车辆路径规划问题(Vehicle Routing Problem，VRP)一般指的是：对一系列发货点和收货点，组织调用一定的车辆，安排适当的行车路线，使车辆有序地通过它们，在满足指定的约束条件下（例如：货物的需求量与发货量，交发货时间，车辆容量限制，行驶里程限制，行驶时间限制等），力争实现一定的目标（如车辆空驶总里程最短，运输总费用最低，车辆按一定时间到达，使用的车辆数最小等）。

下图给出了一个简单的VRP的例子

1.2 CVRP 问题

最基本的VRP问题叫做带容量约束的车辆路径规划问题（Capacitated Vehicle Routing Problem，CVRP）。在CVRP中，需要考虑每辆车的容量约束、车辆的路径约束和装载量约束

1.3 VRPTW 问题

为了考虑配送时间要求，带时间窗的车辆路径规划问题（Vehicle Routing Problem with Time Window，VRPTW）应运而生。

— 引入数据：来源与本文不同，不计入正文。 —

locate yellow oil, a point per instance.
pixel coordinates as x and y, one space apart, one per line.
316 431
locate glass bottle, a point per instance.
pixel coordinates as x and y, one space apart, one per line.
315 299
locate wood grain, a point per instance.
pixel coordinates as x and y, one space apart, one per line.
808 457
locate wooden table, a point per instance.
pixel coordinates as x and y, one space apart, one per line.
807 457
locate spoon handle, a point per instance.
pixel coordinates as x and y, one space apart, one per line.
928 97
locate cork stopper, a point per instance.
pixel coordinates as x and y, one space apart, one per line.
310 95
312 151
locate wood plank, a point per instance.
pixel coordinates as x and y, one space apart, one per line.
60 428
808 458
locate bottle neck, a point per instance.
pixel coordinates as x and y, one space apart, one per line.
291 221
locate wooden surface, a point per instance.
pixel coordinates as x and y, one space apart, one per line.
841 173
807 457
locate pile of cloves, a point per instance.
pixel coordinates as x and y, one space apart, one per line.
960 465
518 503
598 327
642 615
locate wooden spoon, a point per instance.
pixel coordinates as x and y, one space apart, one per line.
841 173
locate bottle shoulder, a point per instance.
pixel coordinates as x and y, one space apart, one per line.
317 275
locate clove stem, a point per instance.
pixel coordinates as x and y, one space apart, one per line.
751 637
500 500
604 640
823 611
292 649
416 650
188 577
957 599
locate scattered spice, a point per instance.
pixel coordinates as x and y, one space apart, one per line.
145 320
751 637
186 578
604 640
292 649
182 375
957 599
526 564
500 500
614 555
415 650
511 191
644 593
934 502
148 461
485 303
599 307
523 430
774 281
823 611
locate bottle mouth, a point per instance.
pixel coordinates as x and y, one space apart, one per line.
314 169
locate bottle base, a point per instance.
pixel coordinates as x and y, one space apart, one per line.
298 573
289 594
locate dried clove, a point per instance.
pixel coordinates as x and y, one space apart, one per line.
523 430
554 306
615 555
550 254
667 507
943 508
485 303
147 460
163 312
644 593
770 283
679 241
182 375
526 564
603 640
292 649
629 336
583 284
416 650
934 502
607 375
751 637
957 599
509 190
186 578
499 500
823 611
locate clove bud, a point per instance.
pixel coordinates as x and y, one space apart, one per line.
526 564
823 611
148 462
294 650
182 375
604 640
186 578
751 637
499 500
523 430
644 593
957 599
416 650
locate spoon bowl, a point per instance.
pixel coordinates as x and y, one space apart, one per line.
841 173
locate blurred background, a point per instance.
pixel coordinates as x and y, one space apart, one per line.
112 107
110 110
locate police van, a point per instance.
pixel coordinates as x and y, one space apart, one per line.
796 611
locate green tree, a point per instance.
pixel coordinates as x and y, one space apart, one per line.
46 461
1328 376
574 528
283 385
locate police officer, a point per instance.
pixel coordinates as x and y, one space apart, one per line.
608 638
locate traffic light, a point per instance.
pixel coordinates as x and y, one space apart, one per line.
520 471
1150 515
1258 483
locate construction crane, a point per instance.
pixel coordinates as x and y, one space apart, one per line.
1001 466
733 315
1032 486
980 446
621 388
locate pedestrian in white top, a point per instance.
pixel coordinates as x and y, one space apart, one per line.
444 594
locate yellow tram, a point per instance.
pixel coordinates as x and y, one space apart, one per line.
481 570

VRPTW 不仅考虑CVRP的所有约束，还需要考虑时间窗约束，也就是每个顾客对应一个时间窗$[e_i,l_i]$，其中 $e_i$ 和 $l_i$ 分别代表该点的最早到达时间和最晚到达时间。顾客点 $i\in V$ 的需求必须要在其时间窗内被送达

VRPTW 已经被证明是 NP-hard 问题，其求解复杂度随着问题规模的增加而急剧增加，求解较为困难。到目前为止，求解 VRPTW 的比较高效的精确算法是分支定价算法和分支定价切割算法。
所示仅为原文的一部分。